The Franklin's gull is one of our most beautiful gulls, especially in spring when they are in breeding plumage. From afar, however, they looks very much like our common laughing gull, with a black head, slate grey back and wings, whitish undersides, and all red bill. Up close, however, a Franklin's gull's breast is tinged with pink, or a blushing rose color, and its wingtips possess a white bar across the wing tips. The laughing gull has an all white underside and all black wing tips.

While laughing gulls are commonplace along the Texas coast and often congregate in parking areas, a good place to find handouts, some distance inland, breeding birds very rarely stray too far away from the coast.
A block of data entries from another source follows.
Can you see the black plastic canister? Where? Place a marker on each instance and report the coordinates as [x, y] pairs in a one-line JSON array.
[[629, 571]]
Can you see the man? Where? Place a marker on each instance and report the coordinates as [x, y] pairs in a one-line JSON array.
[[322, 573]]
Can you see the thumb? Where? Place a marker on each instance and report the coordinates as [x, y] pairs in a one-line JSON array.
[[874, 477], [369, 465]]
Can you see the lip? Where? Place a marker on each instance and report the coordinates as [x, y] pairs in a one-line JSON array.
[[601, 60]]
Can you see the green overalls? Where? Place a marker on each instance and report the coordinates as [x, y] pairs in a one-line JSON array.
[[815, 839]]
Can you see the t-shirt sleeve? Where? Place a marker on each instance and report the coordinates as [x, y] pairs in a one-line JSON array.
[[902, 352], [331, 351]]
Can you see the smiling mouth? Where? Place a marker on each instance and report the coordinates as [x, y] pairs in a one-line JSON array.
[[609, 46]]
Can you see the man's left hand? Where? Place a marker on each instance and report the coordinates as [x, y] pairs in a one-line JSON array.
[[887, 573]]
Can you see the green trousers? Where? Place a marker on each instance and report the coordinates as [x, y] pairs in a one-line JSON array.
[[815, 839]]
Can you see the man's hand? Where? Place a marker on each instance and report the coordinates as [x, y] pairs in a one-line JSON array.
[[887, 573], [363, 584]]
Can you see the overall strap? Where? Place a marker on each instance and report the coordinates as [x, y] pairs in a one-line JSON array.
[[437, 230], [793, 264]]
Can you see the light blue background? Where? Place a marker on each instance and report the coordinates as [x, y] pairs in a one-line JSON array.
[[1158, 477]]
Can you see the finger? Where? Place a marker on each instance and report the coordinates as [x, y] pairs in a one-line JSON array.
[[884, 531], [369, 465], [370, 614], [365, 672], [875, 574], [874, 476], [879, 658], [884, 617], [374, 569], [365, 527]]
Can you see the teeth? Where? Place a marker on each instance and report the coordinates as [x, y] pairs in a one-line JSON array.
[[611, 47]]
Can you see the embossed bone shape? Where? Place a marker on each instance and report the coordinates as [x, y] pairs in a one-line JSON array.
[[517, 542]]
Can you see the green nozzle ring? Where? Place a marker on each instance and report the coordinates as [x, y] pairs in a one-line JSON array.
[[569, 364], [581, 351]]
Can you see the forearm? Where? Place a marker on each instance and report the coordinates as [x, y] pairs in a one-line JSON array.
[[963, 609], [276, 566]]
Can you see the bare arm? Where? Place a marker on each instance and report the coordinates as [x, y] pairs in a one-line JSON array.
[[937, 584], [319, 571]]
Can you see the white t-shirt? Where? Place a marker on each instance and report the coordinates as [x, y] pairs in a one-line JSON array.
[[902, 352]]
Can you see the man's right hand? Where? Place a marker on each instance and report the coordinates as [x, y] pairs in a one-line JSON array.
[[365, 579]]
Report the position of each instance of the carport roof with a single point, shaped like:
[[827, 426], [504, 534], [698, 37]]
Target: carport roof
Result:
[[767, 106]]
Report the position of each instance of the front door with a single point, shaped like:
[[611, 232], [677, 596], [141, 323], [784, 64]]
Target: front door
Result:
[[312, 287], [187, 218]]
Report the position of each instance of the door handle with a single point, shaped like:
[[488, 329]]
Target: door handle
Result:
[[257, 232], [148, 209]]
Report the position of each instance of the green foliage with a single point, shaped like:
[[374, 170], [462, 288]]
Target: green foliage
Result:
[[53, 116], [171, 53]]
Franklin's gulls, on the other hand, are prairie birds, nesting in large, compact colonies in marshy habitats along northern lakes. Nests usually are built in water two to three inches deep, but anchored to large platforms of dead reeds. Nests are constructed of coarse vegetation and lined with finer materials. The nesting materials are enhanced throughout the nesting period, and it sometimes is stolen from other unguarded nests.

Because of their habitat preferences they are sometimes known as "prairie pigeons." Although migrants often rest overnight in fields and feed on various insects and crustaceans, they rarely stay very long before continuing their northward journey. There also are numerous records of feeding gulls following agricultural machinery to feed on flushed insects. Nesting birds feed on a wide variety of materials from insects to crustaceans and earthworms, to small fish, snails, and even eggs and baby birds such as those of nearby nesting terns. They also have been found landing on a pelican's head and stealing fish from the bird's bill pouch. Their foraging methods vary from plunging into the water, dipping on the surface, swimming and wading, or walking or running across the ground to chase down prey.

Most Franklin's gull sightings in the Golden Crescent occur in mid-April to late May during the spring migration, but they rarely are seen to mid-June. Post-nesting southbound birds begin to appear in the Golden Crescent in late September, are most numerous in October and until mid-November, and there also are rare sightings during the winter months. The southbound birds continue south along the coastal plain of Mexico, cross over to the Pacific slope at the Isthmus of Tehuantepec, and continue south to their wintering grounds in Peru and Chile.

Seeing migrating gulls, especially those with a blushing rose breast, are truly special!